Durante a ditadura, lutamos pela promoção dos direitos humanos. É com espanto que hoje voltamos a ouvir vozes pedindo a volta dos militares
Durante a ditadura militar, atuamos como membros da Comissão Justiça e Paz da Arquidiocese de São Paulo, ao lado de d. Paulo Evaristo Arns, na luta pela promoção e defesa dos direitos humanos.
Foram anos de terríveis violações dos direitos individuais: aqueles que se opunham ao regime militar corriam o risco de ser presos, torturados, mortos ou de desaparecer. Diversas vezes o singelo abraço ajudava a confortar pais, mães, filhos e avós que nos procuravam desesperados em busca de seus entes queridos, em geral, jovens que lutavam por justiça e liberdade.
É com espanto e preocupação que voltamos a ouvir vozes, ainda que poucas, mas não menos preocupantes, pedindo a volta do regime militar. Igualmente preocupante e espantoso é testemunhar o convívio harmonioso dessas mesmas vozes com outras que tomam as ruas, a pretexto da defesa da democracia e da luta contra a corrupção, com a conivência da grande imprensa.
Os movimentos que têm convocado essas manifestações, ainda pouco conhecidos e reconhecidos, não delineiam com clareza os verdadeiros objetivos de suas demandas. Sob o escudo da defesa de valores éticos ou da luta contra a corrupção, admite-se o vale-tudo --inclusive o retorno dos militares.

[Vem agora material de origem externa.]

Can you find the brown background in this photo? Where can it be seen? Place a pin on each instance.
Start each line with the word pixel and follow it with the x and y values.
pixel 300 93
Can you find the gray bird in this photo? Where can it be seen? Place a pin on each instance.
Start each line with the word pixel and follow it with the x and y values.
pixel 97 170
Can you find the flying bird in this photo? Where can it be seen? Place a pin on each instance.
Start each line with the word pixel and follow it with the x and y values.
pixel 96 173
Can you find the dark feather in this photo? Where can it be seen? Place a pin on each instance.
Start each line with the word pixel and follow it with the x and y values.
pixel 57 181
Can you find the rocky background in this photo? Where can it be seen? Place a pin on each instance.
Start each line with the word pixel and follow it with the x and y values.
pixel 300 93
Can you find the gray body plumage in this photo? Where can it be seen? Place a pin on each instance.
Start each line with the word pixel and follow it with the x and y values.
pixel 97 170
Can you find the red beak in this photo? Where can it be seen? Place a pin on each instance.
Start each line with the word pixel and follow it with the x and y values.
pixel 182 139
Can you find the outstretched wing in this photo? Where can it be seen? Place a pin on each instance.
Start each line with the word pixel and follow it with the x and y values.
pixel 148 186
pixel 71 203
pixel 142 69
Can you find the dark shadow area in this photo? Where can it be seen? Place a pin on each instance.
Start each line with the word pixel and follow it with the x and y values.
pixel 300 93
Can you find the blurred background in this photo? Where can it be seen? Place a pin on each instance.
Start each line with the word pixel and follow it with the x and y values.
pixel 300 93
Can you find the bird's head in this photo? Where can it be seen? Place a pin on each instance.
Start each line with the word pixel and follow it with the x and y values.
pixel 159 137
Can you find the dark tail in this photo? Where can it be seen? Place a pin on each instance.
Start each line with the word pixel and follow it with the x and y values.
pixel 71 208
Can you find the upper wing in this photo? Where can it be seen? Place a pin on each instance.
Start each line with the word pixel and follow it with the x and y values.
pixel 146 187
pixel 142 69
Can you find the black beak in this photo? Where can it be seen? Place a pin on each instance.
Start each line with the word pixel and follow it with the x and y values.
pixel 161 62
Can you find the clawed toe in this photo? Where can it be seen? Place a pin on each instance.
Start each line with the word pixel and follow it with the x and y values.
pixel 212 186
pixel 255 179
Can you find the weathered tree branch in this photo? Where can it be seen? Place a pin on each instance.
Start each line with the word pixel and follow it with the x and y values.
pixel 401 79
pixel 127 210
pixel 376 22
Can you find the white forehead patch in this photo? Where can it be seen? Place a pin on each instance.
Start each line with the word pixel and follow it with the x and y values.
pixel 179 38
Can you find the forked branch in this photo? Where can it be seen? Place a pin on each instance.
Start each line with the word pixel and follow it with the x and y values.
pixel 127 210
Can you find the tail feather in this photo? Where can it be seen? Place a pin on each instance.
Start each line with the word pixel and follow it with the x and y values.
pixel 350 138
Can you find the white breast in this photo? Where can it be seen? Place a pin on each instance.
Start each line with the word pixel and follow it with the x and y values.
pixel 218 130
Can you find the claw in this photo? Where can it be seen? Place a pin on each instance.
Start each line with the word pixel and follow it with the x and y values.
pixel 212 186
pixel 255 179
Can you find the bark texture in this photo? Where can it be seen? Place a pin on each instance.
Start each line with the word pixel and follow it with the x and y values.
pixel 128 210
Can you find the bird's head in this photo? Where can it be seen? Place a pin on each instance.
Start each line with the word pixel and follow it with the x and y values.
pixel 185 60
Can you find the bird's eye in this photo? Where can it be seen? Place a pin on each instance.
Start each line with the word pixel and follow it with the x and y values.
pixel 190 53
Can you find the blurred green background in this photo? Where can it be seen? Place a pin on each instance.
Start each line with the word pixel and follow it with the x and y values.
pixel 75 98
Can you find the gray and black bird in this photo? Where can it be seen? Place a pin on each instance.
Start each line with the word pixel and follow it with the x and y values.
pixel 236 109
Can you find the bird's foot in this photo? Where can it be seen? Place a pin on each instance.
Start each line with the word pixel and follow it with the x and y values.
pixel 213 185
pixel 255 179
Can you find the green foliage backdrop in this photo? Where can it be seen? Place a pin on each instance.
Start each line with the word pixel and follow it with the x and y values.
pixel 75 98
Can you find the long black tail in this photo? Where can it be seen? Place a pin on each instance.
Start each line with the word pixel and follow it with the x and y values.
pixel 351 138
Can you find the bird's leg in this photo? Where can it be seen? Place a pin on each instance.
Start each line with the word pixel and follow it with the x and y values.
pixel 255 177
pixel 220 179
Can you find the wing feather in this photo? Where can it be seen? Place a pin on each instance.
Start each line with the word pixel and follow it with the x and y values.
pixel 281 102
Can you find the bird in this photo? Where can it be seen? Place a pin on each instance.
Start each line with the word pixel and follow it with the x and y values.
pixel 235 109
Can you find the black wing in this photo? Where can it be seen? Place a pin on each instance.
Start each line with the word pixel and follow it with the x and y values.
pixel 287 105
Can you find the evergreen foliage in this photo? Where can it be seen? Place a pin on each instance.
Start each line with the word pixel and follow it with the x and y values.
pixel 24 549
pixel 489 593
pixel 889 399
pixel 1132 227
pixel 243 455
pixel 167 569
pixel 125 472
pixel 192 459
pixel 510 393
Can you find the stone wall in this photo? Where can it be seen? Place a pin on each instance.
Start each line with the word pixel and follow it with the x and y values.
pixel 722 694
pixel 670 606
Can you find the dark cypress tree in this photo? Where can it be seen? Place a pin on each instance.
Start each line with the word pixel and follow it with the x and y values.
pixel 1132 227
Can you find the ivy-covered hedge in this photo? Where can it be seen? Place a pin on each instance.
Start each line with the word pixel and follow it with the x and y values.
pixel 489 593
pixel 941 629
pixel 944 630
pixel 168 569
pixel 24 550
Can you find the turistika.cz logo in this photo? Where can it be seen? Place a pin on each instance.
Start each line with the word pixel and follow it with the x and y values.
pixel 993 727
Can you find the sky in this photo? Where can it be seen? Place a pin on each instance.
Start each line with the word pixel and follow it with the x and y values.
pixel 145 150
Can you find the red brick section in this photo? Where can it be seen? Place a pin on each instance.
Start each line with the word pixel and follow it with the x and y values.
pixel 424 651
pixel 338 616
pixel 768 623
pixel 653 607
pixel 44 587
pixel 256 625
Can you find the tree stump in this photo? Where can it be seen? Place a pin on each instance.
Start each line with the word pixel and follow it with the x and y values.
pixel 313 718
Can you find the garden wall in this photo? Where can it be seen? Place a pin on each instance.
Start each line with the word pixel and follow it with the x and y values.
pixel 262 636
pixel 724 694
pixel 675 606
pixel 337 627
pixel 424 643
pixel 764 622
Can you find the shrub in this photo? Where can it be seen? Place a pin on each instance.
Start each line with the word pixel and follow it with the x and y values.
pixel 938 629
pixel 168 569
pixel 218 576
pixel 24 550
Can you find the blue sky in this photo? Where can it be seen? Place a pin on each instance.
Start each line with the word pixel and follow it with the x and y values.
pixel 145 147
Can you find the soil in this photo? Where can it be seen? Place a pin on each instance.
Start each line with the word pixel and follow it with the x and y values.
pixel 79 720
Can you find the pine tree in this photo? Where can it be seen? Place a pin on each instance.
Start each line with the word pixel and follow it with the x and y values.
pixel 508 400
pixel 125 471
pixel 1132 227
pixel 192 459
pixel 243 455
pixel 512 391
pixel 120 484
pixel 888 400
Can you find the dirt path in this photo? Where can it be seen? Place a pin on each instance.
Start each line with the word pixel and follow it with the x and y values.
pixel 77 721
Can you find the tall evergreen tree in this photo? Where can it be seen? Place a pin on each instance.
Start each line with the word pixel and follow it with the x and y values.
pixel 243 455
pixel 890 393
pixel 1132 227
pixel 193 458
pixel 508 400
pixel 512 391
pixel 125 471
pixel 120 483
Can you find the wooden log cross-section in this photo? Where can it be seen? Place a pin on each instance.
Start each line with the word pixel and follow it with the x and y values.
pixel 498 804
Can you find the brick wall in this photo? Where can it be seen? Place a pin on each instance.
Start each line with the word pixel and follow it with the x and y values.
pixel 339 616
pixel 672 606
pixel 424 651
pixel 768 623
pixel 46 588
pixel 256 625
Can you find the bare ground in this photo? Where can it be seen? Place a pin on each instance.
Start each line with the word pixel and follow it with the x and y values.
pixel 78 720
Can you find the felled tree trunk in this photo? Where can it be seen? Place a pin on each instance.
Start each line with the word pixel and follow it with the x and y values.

A liberdade de expressão, duramente conquistada pela sociedade brasileira, é um direito e como tal tem limites. Escusado ressaltar que transigir com valores, princípios e garantias fundamentais, além de temerário, constitui verdadeira afronta ao regime democrático.
Foi um longo e difícil caminho, mas nossa democracia política é uma realidade nos dias atuais.
O totalitarismo não é remédio para os males da nossa sociedade, como o assalto aos cofres públicos, a crueldade praticada por delinquentes, as polícias despreparadas e as milícias. Ao contrário, o totalitarismo só faz agravar esses males.
Salta aos olhos que o Brasil de hoje é muito melhor que o dos tempos da ditadura. Em 1970, 63% das crianças entre 7 a 14 anos frequentavam a escola. Em 2010, era de 98% o índice de brasileiros matriculados nessa mesma faixa etária.
Segundo o Instituto de Estudos do Trabalho e da Sociedade, os índices de desigualdade no Brasil cresceram de forma contínua a partir de 1960, com piora durante os anos da ditadura militar. A tendência de queda desses índices começa nos anos 1990. A PNAD de 2014 aponta para a continuidade na redução da desigualdade.
Vivemos hoje num mundo ideal? A resposta é, evidentemente, não. O efetivo respeito aos direitos humanos individuais e coletivos ainda não foi conquistado. O Brasil é o segundo país do mundo em crimes contra adolescentes, só atrás da Nigéria. Sete jovens de 15 a 19 anos são mortos a cada duas horas --30 mil por ano, 77% deles são negros.
Ao mesmo tempo em que festejamos e concordamos com as manifestações populares, ressaltamos que não se pode esquecer o aperfeiçoamento democrático, sempre com a necessária responsabilidade política, que impõe escolhas éticas, exige reflexão, capacidade de discernimento e julgamento.
É preciso ter consciência de que a banalização do mal é característica de cultura órfã de pensamento crítico, de juízo ético e responsável.